In practice this means something grown as far away as Massena, NY (529 miles from D.C.) can be sold at their store as a “local” product. Half a thousand miles doesn’t feel too local…

Now I’m not at all knocking their definition of local food — I am simply pointing out that this term, like “organic,” is a bit loosely defined. Local does not necessarily mean the farm 30 miles down the road that you can visit on the weekend. It may be much further away than you think.

Similarly to the word “organic,” something labeled as “local” doesn’t actually tell you anything about the production methods. The only thing it tells you (and this is even debatable) is that the product likely didn’t travel as far to get to you, compared to other products in the store.

That’s it.

It doesn’t tell you anything about how the food was produced. In a post from several years ago I joked about the fact that if you happened to live in a town with a Coca Cola bottling plant that you could sit back and enjoy a “local Coke.”

Including where ingredients were assembled in the definition of “local food” is a bit dubious. At best, the benefit is keeping money in the local economy. “At least Martha down the street is getting my chocolate chip cookie money instead of Nabisco!”

Is that a benefit? Absolutely. But was the cacao in the chocolate chips grown locally? Unless you live in the tropics, probably not. So assembling products from around the planet down the block is hardly a local food, in my opinion.
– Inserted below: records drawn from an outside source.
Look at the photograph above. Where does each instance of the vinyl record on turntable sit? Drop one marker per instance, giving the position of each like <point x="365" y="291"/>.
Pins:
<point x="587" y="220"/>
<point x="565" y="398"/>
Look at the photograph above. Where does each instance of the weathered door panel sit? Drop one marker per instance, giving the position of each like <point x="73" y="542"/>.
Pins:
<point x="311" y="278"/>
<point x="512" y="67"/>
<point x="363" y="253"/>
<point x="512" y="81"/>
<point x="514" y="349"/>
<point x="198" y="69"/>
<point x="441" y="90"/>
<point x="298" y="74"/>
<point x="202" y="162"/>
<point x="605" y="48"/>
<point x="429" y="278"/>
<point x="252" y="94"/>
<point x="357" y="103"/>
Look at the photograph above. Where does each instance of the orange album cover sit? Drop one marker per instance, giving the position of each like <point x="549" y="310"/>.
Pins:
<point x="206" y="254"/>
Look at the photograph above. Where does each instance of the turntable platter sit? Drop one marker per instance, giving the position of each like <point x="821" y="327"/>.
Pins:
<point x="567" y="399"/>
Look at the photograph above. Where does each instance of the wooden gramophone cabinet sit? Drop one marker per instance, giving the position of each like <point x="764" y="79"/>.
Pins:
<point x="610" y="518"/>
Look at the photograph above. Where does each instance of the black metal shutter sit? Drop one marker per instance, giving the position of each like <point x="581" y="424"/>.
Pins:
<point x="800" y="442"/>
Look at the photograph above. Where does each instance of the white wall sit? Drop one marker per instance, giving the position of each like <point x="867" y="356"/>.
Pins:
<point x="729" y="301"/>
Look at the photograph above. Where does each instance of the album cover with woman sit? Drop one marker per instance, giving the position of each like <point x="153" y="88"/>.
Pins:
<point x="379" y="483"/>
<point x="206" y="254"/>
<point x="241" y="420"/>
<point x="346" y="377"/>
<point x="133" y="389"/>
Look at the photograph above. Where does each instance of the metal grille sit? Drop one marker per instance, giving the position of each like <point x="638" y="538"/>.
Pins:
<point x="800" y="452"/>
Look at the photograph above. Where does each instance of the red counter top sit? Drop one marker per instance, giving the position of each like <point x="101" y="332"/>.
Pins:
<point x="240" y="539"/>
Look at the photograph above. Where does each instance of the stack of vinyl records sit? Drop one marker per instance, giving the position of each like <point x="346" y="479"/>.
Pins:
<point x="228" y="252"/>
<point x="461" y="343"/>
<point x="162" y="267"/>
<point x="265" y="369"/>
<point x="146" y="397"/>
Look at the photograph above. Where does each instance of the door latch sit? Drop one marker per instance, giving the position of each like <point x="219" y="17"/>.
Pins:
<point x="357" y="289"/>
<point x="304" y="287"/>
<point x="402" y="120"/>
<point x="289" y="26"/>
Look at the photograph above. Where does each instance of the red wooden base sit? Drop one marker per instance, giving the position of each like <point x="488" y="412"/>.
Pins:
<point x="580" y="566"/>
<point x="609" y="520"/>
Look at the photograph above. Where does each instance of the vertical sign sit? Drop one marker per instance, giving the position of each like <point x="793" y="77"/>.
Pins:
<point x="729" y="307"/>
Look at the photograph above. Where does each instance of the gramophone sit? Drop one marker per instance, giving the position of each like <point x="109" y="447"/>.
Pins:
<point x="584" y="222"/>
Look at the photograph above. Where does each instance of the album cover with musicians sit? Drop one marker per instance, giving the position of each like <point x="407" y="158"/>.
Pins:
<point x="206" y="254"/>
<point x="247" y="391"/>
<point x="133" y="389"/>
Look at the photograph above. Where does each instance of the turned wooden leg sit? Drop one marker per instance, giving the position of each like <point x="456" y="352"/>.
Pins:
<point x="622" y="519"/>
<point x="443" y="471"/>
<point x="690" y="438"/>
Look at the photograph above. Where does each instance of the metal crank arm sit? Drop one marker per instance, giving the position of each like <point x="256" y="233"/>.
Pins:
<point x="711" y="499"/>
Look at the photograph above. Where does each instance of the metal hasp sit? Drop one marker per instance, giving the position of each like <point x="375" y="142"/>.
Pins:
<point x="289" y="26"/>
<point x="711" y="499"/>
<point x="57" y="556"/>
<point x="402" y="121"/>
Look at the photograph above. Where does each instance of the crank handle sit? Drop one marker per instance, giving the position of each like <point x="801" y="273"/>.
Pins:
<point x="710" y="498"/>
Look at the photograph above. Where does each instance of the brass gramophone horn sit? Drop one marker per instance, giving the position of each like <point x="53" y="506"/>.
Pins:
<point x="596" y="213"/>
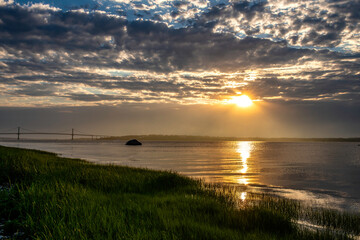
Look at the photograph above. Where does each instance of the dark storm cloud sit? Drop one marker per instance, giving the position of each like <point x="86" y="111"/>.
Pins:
<point x="50" y="46"/>
<point x="154" y="46"/>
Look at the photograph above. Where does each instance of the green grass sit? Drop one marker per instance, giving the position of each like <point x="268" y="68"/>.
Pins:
<point x="50" y="197"/>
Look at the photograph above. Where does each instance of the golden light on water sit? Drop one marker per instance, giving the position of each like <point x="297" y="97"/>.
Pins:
<point x="242" y="101"/>
<point x="244" y="149"/>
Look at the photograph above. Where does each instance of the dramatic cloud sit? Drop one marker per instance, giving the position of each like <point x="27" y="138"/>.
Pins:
<point x="82" y="53"/>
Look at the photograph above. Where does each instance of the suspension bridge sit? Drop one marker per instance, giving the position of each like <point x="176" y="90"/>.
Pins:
<point x="19" y="132"/>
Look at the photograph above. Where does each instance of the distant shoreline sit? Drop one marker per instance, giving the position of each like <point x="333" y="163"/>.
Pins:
<point x="216" y="139"/>
<point x="189" y="138"/>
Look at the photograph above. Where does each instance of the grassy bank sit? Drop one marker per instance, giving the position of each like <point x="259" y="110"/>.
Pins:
<point x="49" y="197"/>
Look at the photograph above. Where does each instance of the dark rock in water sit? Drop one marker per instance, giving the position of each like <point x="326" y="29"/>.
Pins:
<point x="133" y="142"/>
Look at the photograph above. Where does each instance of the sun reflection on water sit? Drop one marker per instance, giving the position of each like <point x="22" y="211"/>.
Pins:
<point x="244" y="148"/>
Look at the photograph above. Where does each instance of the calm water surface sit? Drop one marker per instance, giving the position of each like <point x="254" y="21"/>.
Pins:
<point x="322" y="173"/>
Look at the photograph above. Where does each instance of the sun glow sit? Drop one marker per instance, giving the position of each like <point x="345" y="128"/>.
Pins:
<point x="242" y="101"/>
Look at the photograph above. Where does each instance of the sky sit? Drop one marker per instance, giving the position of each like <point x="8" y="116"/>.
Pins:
<point x="119" y="67"/>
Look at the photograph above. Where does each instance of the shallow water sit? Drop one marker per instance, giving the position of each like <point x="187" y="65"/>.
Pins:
<point x="322" y="173"/>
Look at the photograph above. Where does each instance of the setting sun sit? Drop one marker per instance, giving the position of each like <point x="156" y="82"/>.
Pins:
<point x="242" y="101"/>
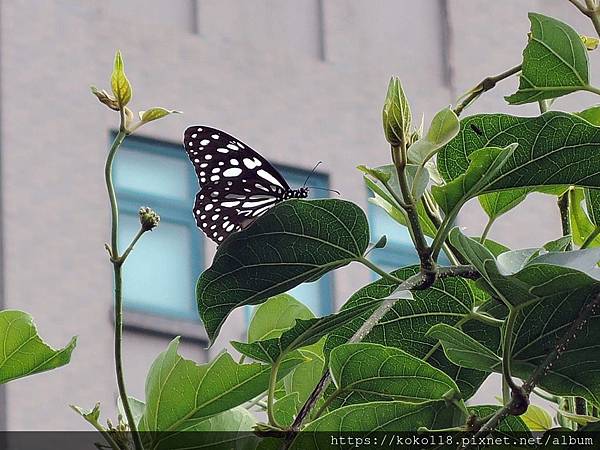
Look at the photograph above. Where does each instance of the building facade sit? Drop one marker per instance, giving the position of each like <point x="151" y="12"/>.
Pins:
<point x="299" y="80"/>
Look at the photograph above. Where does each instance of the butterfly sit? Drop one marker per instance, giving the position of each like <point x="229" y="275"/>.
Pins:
<point x="237" y="184"/>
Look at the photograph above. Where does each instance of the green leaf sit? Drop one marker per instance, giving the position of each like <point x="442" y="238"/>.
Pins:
<point x="549" y="292"/>
<point x="405" y="326"/>
<point x="296" y="241"/>
<point x="230" y="429"/>
<point x="180" y="392"/>
<point x="592" y="204"/>
<point x="558" y="245"/>
<point x="443" y="128"/>
<point x="581" y="225"/>
<point x="510" y="424"/>
<point x="275" y="316"/>
<point x="581" y="419"/>
<point x="305" y="376"/>
<point x="462" y="349"/>
<point x="485" y="165"/>
<point x="119" y="83"/>
<point x="537" y="419"/>
<point x="377" y="417"/>
<point x="371" y="372"/>
<point x="304" y="332"/>
<point x="396" y="114"/>
<point x="592" y="115"/>
<point x="497" y="203"/>
<point x="156" y="113"/>
<point x="23" y="351"/>
<point x="556" y="148"/>
<point x="555" y="62"/>
<point x="137" y="408"/>
<point x="286" y="408"/>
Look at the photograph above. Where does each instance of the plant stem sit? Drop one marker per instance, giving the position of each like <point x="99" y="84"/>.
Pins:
<point x="271" y="394"/>
<point x="117" y="262"/>
<point x="580" y="7"/>
<point x="507" y="347"/>
<point x="486" y="230"/>
<point x="593" y="13"/>
<point x="563" y="206"/>
<point x="485" y="85"/>
<point x="130" y="246"/>
<point x="591" y="238"/>
<point x="375" y="268"/>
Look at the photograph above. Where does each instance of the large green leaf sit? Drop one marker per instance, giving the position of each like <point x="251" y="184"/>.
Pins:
<point x="549" y="292"/>
<point x="510" y="424"/>
<point x="304" y="332"/>
<point x="371" y="372"/>
<point x="230" y="429"/>
<point x="180" y="393"/>
<point x="483" y="169"/>
<point x="497" y="203"/>
<point x="377" y="417"/>
<point x="275" y="316"/>
<point x="556" y="148"/>
<point x="23" y="351"/>
<point x="405" y="326"/>
<point x="581" y="225"/>
<point x="462" y="349"/>
<point x="296" y="241"/>
<point x="555" y="62"/>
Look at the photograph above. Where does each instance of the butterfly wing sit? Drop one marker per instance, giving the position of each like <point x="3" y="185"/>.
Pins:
<point x="238" y="184"/>
<point x="217" y="155"/>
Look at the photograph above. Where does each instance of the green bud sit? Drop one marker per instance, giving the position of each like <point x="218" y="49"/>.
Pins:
<point x="148" y="218"/>
<point x="105" y="98"/>
<point x="156" y="113"/>
<point x="396" y="114"/>
<point x="378" y="174"/>
<point x="590" y="43"/>
<point x="119" y="82"/>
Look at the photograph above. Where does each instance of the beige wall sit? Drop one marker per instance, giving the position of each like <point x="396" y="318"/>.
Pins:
<point x="301" y="80"/>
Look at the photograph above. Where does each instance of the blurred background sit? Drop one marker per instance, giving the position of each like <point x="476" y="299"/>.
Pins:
<point x="298" y="80"/>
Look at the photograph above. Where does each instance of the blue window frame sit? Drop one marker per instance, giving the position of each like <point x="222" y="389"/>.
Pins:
<point x="161" y="273"/>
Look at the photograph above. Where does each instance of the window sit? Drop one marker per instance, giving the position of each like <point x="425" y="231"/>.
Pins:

The point of all of this is not to disparage “organic” and “local” food. It is more to point out that both of these terms probably mean a bit less than you realize.

I think the hope is that each of these words are synonymous with “sustainable.” But when corporate mega-farms can technically use both of these words without issue, I think we’ve elevated them a bit more than they deserve.

What should we eat, then?

It’s at least partially due to these issues that I’ve firmly planted my flag in the vegan and plant-based movement. If we want to work toward a more sustainable food system we have to take the 30,000 foot view.

Sure organic and local food have their place and their benefits. But the far bigger line must be drawn between plant foods and animal foods.

It is simply a law of thermodynamics that growing plant foods for human consumption will ALWAYS be more efficient than raising animals for food.

We can either go

Plants -> Humans, or

Plants -> Animals -> Humans.

When we insert animals into the middle of our food chains we lose A TON of energy in the process. That is inefficiency. That is the reason animal agriculture currently uses more than 50% of ALL land in the contiguous United States. That is the reason you can feed a vegan for a year on just 1/16th of an acre of land while a meat-eater needs 18 times as much land. That is the reason the carbon footprint of a vegan is half that of an omnivore. And that is the reason for 91% of Amazon deforestation — clearing land to feed animals and then us, instead of us directly.

Organic and Local may have their place in a sustainable food system. I am not here to say they are worthless terms. But make no mistake about it — if you want to make a real, measurable impact on the planet and create a new sustainable food system for the future, EAT MORE PLANTS (and less meat).

That’s where the clearest line must be drawn.